Gulfstream will allow fans to cash checks, but only through a third-party facilitator (for a 5 percent fee) at the first-floor south box office. And the track will actually offer a shuttle service that will take fans off the track property to their choice of two bank branches on nearby Hallandale Beach Boulevard. Signs alerting fans to the fact that there are no available cash-dispensing machines on the property are being placed throughout the track.

"We know it's going to put some people out, but these are the rules we have to abide by," said track spokesman Mike Mullaney.

Banishing ATMs and credit-card advances is part of the legislation that allowed Gulfstream to begin offering slots. The legislation is designed to prevent problem gamblers from having easy access to funds.

Sciametta a name to remember

The name Anthony Sciametta Jr. might be unfamiliar to patrons when the Gulfstream meet opens Wednesday. But there's a good chance that name will be atop the trainer standings for most of the meet's first month.

Sciametta is the south Florida trainer of record for all horses coming out of the barn of reigning Eclipse Award-winning trainer Todd Pletcher, who is serving a 45-day suspension for a positive drug test this summer at Saratoga. Pletcher's suspension ends on Feb. 10. Until then he is not allowed on the grounds of any racetrack or racetrack-sponsored training facility.

Sciametta held his own trainer's license for 10 years before joining Pletcher's operation as an assistant in 2001. Sciametta had moderate success, primarily on the New Jersey circuit, where his best-known horse was the stakes-winning turf runner Cogburn.

"It's really just my name on the program," Sciametta said prior to saddling Tempt Fortune and Sweet Brush to a one-two finish in Saturday's final race at Calder. "These are all Todd's horses, and they're going to be again as soon as he's eligible to come back. A lot of people have asked me if I'm thinking about going back out on my own again after all this. But believe me, when the month is up I'm going right back to doing my job with Todd."

Racecaller Collmus steps up

Wednesday marks a milestone in the race-calling career of Larry Collmus, who is taking over at Gulfstream.

"Any time you get to call the kinds of races that Gulfstream Park has, it's something you really look forward to," he said.

Collmus, 40, called his first race at the old Bowie Race Course in his native Maryland in 1985. His first full-time announcing position was at the old Birmingham Race Course in Alabama in 1987. He since has gone on to call races at Golden Gate Fields (1988-91) in northern California and has been the full-time announcer at Suffolk Downs since 1992 and at Monmouth Park since 1994.

"Having done this since I was 18 years old, this is like an announcer's dream," he said.
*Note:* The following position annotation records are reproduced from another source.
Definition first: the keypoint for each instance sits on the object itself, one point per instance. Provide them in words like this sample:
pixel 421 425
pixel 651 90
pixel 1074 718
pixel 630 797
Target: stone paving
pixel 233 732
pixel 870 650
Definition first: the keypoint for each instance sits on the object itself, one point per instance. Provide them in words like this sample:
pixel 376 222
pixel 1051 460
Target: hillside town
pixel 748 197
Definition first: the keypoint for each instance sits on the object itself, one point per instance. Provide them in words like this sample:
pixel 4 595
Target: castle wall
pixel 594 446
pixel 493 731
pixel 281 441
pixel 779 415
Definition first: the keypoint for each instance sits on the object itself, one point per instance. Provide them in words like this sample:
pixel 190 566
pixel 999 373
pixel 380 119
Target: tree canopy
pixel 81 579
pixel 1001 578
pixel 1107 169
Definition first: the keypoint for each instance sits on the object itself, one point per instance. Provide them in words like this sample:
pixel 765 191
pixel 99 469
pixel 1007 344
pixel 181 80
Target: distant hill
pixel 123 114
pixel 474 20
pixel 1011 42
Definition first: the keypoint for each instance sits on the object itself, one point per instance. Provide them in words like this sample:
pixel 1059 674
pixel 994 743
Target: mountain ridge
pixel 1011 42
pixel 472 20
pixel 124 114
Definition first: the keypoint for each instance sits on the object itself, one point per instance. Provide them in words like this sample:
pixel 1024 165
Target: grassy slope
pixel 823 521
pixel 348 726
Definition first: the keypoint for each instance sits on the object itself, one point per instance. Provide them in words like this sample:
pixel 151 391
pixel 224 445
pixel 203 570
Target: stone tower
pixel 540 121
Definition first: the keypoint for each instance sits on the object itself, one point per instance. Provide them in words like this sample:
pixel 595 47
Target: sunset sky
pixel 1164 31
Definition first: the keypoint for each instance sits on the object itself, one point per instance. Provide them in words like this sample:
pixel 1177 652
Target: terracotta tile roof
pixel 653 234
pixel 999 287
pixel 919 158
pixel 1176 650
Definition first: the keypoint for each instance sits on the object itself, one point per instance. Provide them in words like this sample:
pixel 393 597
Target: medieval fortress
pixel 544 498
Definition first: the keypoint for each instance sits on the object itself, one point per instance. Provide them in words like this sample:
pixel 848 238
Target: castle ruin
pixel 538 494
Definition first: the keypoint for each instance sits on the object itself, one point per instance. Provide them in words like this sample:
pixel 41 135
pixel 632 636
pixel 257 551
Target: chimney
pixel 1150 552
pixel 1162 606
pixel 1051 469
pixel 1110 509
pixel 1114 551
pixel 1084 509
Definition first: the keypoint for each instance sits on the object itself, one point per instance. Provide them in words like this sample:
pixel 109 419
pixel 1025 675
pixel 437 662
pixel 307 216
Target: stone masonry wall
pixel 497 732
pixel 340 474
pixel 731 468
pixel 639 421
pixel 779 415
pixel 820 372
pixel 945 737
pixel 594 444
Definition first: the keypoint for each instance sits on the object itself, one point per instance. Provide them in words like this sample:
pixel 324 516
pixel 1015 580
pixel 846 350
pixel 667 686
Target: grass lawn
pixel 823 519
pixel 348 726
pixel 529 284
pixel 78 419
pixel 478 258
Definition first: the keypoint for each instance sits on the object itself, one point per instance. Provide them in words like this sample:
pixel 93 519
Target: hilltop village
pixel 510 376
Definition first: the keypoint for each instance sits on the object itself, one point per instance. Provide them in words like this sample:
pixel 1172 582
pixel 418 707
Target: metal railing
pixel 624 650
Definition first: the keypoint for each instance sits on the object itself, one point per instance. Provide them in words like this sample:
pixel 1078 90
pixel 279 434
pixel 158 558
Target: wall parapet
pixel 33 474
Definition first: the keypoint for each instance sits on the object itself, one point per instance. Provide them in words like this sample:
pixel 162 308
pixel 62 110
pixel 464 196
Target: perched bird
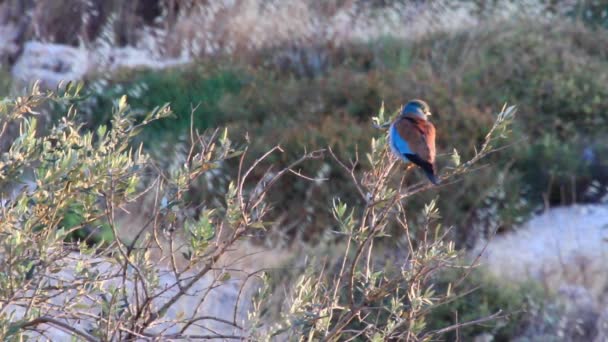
pixel 412 137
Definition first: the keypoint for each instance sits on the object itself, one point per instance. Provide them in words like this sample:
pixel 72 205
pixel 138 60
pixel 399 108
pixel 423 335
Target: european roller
pixel 412 137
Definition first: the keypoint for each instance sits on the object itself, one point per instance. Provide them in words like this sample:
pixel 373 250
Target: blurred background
pixel 311 74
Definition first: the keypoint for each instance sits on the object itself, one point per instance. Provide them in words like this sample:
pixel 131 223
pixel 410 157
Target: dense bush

Collmus was named in November to replace Vic Stauffer, who had called the last seven years at Gulfstream.

Ex-Kentucky race official starts anew here

Bernie Hettel, arguably the most respected and powerful racing official in Kentucky racing over the last two decades, will return to active duty Wednesday, serving as an association steward at Gulfstream. The new position is the first at a racetrack for Hettel since he was ousted in January 2004 by incoming Kentucky governor Ernie Fletcher from his long-held positions as chief steward and executive director of what formerly was known as the Kentucky Racing Commission (since replaced by the Kentucky Horse Racing Authority).

In the nearly three years since he resigned, Hettel, 56, has worked as a consultant, first for the Magna Entertainment Corp. which owns Gulfstream, and then privately for the last 18 months or so. His ties with Magna led to his hiring as a steward for the Gulfstream meet.

"The consulting business actually was working out pretty well," said Hettel, who said he essentially served as an adviser to people throughout the United States "who believed they had been aggrieved in some fashion by stewards or racing commissions. It mostly entailed telling people how best to proceed with their protests and writing letters of inquiry or responses for people seeking relief from racing commissions or the courts."

Hettel said he is happy to be back into live racing. "Being able to come down here to south Florida is a convergence of all good things," he said.